Raja Petra Kamarudin

MCA's Wee says Chinese in Galas "actually don't like" Pakatan

(Bernama) - MCA Youth chief Datuk Dr Wee Ka Siong is convinced that voters in the Galas state constituency, particularly the Chinese community, are not easily influenced by the tactics employed by the opposition.

Dr Wee, who is also the Deputy Education Minister, said the Chinese voters were now more mature in choosing leaders in their constituency.

"The Chinese community has made a clear stand that they actually don't like the opposition (PAS) because the party had never been concerned before and had never visited them to give any assistance.”

"The situation is so different with the Barisan Nasional (BN) and MCA leaders showing interest on their living condition and giving immediate aid if necessary," he told reporters after visiting Chinese homes in Kampung Baru, here Saturday.

As such, Dr Wee said the MCA machinery would continue to monitor the tactics of the opposition who tried to incite the Chinese voters to the extent of affecting racial harmony.

The by-election for the Galas state constituency seat is being held on Nov 4 following the death of the incumbent (PAS) assemblyman Chek Hashim Sulaima who died on Sept 27.


What the MCA Youth chief said is actually quite true. And when the government leaders say something that is true we should admit so and not disagree with them just because they stand on the opposite side of the political fence. The Chinese from the three villages in the Galas constituency are very angry with the state government. And this anger has been there for some years now.

The state normally appoints the ketua kampung or village heads as well as the local councillors -- as there are no local council elections as what we from the civil society movements would like to see. Most times these village or council heads would be cronies of those in power. That is sort of how politicians reward their supporters -- by giving them positions in the local councils and villages.

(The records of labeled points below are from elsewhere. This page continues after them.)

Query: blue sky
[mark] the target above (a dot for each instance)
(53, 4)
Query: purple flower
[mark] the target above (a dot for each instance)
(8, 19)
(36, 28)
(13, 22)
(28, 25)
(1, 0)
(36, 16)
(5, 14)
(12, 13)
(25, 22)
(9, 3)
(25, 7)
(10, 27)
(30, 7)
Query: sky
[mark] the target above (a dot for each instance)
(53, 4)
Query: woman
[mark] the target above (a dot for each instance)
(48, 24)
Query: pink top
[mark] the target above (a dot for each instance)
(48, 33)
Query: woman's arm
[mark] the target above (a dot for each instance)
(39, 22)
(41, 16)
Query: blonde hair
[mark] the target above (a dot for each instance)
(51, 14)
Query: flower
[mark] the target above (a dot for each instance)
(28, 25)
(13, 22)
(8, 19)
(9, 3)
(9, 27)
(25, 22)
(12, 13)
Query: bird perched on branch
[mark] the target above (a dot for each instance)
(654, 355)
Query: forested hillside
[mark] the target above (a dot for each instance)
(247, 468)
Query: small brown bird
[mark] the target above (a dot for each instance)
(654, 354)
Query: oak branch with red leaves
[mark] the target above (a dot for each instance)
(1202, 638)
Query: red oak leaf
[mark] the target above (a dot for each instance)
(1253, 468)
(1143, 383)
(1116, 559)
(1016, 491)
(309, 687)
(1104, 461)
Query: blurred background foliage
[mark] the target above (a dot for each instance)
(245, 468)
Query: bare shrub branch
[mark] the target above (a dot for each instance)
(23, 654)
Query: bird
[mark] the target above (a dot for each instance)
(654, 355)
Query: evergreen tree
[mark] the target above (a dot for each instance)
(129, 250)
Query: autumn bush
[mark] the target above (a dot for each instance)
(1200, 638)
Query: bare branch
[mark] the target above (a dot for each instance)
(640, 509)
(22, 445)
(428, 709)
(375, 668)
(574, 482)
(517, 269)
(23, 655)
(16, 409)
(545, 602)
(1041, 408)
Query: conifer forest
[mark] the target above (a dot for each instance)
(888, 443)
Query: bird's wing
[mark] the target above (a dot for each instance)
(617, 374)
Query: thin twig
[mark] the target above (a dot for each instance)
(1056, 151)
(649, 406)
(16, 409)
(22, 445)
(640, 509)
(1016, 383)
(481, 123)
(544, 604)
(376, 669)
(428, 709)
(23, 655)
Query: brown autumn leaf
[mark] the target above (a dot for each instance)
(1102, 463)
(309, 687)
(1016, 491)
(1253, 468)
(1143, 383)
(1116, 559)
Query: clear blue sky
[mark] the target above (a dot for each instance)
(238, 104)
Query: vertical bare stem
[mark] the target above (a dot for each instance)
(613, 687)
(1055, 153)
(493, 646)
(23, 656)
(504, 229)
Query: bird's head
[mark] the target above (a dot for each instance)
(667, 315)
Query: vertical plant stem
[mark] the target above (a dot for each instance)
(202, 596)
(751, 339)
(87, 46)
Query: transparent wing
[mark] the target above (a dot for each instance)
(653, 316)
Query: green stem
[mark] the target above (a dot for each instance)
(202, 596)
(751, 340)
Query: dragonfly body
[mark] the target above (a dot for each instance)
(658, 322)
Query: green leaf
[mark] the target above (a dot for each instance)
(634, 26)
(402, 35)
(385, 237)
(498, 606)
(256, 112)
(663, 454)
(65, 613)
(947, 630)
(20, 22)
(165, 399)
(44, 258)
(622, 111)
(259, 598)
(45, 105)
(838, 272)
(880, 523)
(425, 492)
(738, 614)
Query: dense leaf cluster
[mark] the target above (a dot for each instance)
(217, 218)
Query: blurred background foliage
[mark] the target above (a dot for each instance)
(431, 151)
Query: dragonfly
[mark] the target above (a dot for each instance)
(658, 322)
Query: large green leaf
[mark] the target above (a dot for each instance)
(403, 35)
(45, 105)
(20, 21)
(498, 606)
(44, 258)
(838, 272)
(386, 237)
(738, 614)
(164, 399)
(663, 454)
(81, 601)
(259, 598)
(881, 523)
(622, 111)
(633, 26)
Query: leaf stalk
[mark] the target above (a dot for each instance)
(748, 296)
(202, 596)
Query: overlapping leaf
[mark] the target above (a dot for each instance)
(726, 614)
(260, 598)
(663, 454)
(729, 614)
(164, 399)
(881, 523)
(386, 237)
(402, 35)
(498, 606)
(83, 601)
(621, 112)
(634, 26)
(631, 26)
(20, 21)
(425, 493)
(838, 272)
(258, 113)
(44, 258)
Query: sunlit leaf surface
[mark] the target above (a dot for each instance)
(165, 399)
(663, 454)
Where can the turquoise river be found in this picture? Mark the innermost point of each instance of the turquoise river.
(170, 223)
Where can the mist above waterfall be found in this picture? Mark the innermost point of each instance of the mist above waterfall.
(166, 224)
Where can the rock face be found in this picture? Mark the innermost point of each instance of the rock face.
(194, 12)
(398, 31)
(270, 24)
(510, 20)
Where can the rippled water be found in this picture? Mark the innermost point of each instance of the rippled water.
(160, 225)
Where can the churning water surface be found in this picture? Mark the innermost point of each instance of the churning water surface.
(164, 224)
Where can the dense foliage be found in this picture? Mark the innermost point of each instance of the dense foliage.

But these Chinese heads of the villages have been behaving like Little Napoleons or warlords (taiko in Chinese). And they have been bullying the Chinese villagers.

For example, in one incident, the Chinese villagers had applied for a piece of land to build their temple. However, since that land is a very nice piece of land the Chinese village head hijacked it for his holiday resort. This has of course angered the Chinese villagers.

Complaints have been made to the state, in particular to Husam Musa, but no action was taken and these gangster village heads continue to terrorise the Chinese villagers. So now it is payback time. The villagers are going to teach the state a lesson by voting for Umno -- whereas it was the Chinese votes that gave that Galas seat to the opposition in the last election.

Then we have the significant number of Orang Asli voters who are very angry that the local council demolished their church and still refuses to allow them to rebuild it even though the court has ruled in favour of the church. No doubt it was the local council that did this and not the state government. However, since the local councillors are selected by the state and not voted into office, the Orang Asli blame the state government.

And this matter is still unresolved. So the Orang Asli may want to teach PAS a lesson by voting for Umno.

Can PAS win the Galas by-election? With Tengku Razaleigh Hamzah, the taiko of Gua Musang, leading the charge (which means the Malay votes are in jeopardy) and with the Orang Asli and Chinese both angry with the state, it will be an uphill battle for PAS. And maybe it is good they lose this by-election or else they will not listen when we tell them of the problems on the ground. They will go on thinking that they need not listen to us since they and not us are the politicians (so they know better).

Of course, it is not too late to salvage things but PAS will need to bend over backwards if they want to win back the support of the Orang Asli and Chinese. And, considering that the Malay votes are in jeopardy, it is either they win back the support of the Orang Asli and Chinese or else they will lose the by-election.

The Batu Sapi by-election in Sabah is not any better for the opposition. With a one-to-one contest it is already difficult to beat PBS, especially when the widow of the late candidate is contesting the seat. But in a three-corner fight it will be plain sailing for PBS/Barisan Nasional.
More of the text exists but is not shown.